Keeping Toni Warm

By María Morena Vicente and Emiliano Rodríguez Nuesch

In Kyiv, winter has fallen to -22°C. Electricity comes only a few hours a day. Russian strikes have damaged energy infrastructure across the city. Half a million people are without power.

Inside the Kyiv Zoo, staff are trying to keep one room at 17°C.

That room belongs to Toni, Ukraine’s only gorilla.

At 52, Toni is old by western gorilla standards. He has lived at the zoo for a quarter of a century. Since Gorillas are native to the lowlands of central Africa, they are not built for Ukrainian winters.

When the power goes out, the heating stops. Within three or four hours, the temperature drops sharply. The zoo has to adapt to keep Toni alive.

Generators hum when fuel is available, and wood-burning stoves are fed through the night with logs gathered from the zoo’s own grounds. A barrel-shaped convection heater pushes warm air into Toni’s enclosure while staff rotate in shifts to monitor the temperature. Electricians, keepers, and kitchen workers move in and out, with twenty to forty employees on duty at any given time.

War and a zoo are not compatible. The zoo’s director explains that the mission is simple: keep the war outside the fence.

But the war does not stay outside.

Explosions have shattered glass panels near the terrarium. A crocodile and a turtle were injured by flying shards. A deer’s jaw was broken and Sections half of the zoo’s glass is already gone.

And still, the stoves burn.

Creator: GLEB GARANICH. Credit: REUTERS

There is something easy about feeling empathy for a gorilla. Toni lies on his back and watches television. Children stand in front of the enclosure, looking up in silence. Soldiers recently released from Russian prisons visit as part of rehabilitation programs.

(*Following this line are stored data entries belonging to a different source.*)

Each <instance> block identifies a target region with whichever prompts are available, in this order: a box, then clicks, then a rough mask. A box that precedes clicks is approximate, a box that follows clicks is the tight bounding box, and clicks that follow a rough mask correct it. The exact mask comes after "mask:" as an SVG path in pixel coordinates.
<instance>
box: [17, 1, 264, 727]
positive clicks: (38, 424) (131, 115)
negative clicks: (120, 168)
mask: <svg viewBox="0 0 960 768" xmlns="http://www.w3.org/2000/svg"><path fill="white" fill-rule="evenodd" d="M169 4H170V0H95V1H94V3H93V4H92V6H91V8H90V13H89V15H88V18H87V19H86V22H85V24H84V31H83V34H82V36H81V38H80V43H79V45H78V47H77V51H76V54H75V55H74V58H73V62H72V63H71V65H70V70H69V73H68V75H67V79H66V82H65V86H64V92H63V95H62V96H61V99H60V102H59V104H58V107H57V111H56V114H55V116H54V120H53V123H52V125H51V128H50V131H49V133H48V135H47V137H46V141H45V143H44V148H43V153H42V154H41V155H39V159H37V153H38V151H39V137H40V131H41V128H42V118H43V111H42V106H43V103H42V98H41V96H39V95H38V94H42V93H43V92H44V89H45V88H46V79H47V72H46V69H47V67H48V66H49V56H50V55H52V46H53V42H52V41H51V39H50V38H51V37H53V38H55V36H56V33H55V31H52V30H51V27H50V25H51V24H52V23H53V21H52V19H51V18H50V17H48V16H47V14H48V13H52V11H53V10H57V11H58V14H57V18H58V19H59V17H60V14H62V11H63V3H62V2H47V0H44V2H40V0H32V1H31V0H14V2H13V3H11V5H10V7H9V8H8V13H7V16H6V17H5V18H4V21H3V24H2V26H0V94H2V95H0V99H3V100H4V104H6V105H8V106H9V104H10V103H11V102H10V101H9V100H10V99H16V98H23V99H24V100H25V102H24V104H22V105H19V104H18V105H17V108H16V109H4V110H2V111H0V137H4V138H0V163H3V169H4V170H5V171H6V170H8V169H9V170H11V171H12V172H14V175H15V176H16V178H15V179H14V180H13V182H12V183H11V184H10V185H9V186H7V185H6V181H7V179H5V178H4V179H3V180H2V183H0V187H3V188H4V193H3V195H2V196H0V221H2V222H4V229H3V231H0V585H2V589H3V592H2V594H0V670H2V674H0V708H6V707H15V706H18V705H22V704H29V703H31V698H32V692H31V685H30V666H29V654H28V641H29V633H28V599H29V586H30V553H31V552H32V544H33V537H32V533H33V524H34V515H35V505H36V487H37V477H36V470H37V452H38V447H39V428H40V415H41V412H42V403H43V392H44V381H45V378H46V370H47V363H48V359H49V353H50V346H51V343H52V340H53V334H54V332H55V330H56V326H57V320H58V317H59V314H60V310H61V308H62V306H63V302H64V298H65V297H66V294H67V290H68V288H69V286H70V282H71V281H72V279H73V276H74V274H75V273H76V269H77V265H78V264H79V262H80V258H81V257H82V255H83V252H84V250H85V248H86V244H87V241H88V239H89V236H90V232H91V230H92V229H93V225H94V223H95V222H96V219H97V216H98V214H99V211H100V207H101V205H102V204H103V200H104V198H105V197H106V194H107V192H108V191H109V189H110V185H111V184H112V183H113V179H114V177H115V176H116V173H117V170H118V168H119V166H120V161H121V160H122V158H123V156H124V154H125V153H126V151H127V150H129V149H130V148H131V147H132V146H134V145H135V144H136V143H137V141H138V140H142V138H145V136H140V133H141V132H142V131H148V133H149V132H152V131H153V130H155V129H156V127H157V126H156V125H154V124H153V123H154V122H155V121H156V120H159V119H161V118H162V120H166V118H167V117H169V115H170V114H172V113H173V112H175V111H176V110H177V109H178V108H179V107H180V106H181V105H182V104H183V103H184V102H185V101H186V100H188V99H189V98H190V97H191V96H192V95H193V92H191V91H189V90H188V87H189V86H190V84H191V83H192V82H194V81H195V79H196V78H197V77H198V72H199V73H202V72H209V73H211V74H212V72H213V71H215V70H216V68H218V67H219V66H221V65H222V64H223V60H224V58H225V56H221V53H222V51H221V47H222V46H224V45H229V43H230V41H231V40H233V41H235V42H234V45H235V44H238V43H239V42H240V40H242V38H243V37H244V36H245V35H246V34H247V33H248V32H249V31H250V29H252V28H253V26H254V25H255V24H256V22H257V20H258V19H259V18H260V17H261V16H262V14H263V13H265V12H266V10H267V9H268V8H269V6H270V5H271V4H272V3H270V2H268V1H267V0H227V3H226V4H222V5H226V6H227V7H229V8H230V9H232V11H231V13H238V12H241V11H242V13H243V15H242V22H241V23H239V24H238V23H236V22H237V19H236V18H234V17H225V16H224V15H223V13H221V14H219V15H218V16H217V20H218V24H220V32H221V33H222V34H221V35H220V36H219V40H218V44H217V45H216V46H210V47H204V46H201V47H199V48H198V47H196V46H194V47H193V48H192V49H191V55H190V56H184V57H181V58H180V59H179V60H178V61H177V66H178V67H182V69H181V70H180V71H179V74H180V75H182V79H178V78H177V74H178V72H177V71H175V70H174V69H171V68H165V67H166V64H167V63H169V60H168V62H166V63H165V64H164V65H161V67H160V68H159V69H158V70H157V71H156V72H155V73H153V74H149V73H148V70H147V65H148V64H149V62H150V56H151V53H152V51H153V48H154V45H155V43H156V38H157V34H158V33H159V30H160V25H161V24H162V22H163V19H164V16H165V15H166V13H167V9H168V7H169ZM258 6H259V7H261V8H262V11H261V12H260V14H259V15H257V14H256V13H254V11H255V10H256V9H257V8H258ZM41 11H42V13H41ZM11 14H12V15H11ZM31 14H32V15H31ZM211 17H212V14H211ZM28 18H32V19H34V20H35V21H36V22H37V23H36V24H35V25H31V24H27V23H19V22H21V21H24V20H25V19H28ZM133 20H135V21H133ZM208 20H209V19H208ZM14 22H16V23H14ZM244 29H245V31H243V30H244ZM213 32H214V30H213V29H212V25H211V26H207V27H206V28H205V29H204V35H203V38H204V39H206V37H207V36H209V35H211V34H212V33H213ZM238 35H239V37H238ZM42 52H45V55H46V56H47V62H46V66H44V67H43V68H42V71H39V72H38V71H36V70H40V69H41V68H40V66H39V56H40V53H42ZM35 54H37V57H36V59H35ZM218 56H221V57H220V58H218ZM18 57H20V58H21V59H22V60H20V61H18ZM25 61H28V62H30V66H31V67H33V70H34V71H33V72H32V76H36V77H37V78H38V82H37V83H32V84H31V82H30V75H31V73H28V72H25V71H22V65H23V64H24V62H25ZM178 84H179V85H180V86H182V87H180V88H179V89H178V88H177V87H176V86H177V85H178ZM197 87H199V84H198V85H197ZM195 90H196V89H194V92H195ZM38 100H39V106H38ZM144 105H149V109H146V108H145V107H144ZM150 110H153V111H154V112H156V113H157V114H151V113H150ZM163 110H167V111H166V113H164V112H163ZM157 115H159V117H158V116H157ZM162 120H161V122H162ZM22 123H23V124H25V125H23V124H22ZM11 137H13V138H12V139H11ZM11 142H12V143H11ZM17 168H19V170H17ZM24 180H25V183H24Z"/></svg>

Toni is not a symbol by choice, but he has become one.

His vulnerability makes something visible. War does not only affect soldiers and infrastructure. It seeps into kitchens, into classrooms, into enclosures that were meant to be safe. It turns temperature into a matter of survival.

When staff choose to gather wood at midnight so that a 52-year-old gorilla can stay warm, they are asserting something simple: even in war, care continues.

In extreme conditions, what we choose to protect says something about who we are.